After last week's initial enthusiasm about the new Google translation tool, I decided to ask different people to check how the translation works out in their languages. I was able to investigate 14 different translations and the results do not look that good. For languages I do not speak I got help from my audience, most of the translations into English I checked myself.
Perhaps Google offers a huge improvement compared to for example Altavista's Babelfish, but in most cases the translations are not really usable.
What goes reasonably well, is translating Chinese into English, but the other way around is a disaster, for reasons mentioned here. Chinese has too many homonyms and Google gets only 50 percent right - and you have to guess what fifty percent.
The only good score - in both directions - is for Russian, other languages do poorly.
Philippe: "you have to guess from the context what it actually is supposed to say". German into English sucks, I concluded after trying to translated a chapter of my book on China into English.

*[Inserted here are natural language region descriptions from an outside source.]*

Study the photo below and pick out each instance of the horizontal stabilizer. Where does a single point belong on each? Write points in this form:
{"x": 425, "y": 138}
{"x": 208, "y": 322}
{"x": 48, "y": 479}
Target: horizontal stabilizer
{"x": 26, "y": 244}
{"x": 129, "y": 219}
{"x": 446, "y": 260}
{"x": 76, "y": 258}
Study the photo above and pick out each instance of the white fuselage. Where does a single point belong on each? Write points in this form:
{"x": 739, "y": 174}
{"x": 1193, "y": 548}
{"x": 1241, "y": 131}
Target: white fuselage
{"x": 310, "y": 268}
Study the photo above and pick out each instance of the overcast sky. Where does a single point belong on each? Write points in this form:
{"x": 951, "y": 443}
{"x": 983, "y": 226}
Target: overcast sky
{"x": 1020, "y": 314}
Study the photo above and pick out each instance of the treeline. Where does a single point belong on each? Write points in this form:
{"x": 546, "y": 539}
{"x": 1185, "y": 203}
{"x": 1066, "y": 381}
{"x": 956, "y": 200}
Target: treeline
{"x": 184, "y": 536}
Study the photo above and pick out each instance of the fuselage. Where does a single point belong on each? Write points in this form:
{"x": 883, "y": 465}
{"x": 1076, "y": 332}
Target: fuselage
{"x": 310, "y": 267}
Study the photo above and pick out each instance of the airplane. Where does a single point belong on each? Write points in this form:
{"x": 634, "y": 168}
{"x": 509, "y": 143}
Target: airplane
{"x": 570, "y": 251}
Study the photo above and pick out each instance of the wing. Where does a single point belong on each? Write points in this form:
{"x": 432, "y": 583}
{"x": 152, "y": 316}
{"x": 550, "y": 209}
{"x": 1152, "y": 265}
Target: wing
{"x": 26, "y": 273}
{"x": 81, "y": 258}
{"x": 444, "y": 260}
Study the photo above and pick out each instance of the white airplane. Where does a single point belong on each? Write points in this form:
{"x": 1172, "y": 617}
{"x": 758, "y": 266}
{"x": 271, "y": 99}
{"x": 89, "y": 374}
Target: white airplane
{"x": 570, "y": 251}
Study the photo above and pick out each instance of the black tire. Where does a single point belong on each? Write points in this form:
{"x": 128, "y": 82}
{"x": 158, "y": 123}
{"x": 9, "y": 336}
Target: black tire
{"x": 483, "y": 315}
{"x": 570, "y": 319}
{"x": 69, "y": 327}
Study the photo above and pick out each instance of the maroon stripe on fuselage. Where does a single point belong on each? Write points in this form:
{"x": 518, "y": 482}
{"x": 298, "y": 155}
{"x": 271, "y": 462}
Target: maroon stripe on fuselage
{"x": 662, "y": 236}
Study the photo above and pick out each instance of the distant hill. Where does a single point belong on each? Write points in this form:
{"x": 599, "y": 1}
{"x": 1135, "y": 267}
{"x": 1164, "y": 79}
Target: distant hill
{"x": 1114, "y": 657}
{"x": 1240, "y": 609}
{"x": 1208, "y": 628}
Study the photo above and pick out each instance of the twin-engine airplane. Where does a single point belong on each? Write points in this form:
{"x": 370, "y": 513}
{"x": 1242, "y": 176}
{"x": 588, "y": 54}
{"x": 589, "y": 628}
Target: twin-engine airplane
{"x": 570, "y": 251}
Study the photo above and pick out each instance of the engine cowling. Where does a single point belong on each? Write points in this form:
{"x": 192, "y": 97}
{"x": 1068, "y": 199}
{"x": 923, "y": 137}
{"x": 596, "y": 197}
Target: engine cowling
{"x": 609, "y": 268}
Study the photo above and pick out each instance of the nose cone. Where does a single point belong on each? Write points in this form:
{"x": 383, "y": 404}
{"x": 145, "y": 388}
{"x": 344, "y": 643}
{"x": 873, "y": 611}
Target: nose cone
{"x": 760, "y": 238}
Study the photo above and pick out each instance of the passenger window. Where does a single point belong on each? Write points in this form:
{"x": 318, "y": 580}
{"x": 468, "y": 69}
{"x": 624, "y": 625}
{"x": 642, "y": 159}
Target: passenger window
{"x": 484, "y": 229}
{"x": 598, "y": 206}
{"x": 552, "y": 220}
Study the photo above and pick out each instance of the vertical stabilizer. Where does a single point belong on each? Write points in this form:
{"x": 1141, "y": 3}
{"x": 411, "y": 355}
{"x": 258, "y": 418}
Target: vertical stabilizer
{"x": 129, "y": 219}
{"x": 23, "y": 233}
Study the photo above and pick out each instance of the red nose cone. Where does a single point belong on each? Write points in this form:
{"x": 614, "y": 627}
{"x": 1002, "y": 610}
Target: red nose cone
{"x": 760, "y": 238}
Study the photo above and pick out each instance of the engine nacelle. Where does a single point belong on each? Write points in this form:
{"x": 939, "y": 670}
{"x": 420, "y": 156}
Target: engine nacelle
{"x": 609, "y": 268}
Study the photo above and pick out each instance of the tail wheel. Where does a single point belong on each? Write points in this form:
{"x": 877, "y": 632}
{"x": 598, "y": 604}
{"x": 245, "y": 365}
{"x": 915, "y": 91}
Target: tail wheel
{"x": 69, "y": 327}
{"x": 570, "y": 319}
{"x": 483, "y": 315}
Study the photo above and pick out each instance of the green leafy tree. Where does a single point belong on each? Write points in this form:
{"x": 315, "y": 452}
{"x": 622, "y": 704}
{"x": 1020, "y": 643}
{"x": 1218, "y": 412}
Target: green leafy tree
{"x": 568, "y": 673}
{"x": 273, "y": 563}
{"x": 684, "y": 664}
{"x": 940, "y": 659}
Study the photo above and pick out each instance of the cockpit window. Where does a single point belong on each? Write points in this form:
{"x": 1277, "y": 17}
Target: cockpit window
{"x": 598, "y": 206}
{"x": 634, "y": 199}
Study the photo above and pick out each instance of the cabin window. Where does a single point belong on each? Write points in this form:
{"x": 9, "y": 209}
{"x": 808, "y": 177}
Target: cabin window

Joerg Kilian thinks the service also sucks in German and retranslated a German translation into English of my entry on Chinese airplanes:
Not in the foreseeable future, I think. The condition gremium of China, the highest administrative organ, announced that the country would be ready for a larger commercial area (surface) for at least 150 passengers, rainsing the reported media.I think it is the general problem. You could make sense out of it, when you know the original. But that defies the need to use a translation tool.
After five decades development things were ready the official newsagency Xinhua reported. If I would be responsable I would let them try something more harmless like movable telephones.
Mariab on Italian:
the translation of your blog in ITALIAN is quite inaccurate, actually in some parts is not really understandable. I think it works only for simple phrases with a quite linear structure.Juan Pablo Cardenal:
translation into Spanish not good. Very confusing.My advise: do not use it when translation is really important, the chance to create misunderstandings is just too huge. It reminds me of several situations where translators were not too sure about their own skills and just prayed nobody of the delegations they were helping would speak both languages. They are very good in holding up appearances. It is partly psychological: you want others to understand you, so you all too easy assume they do so.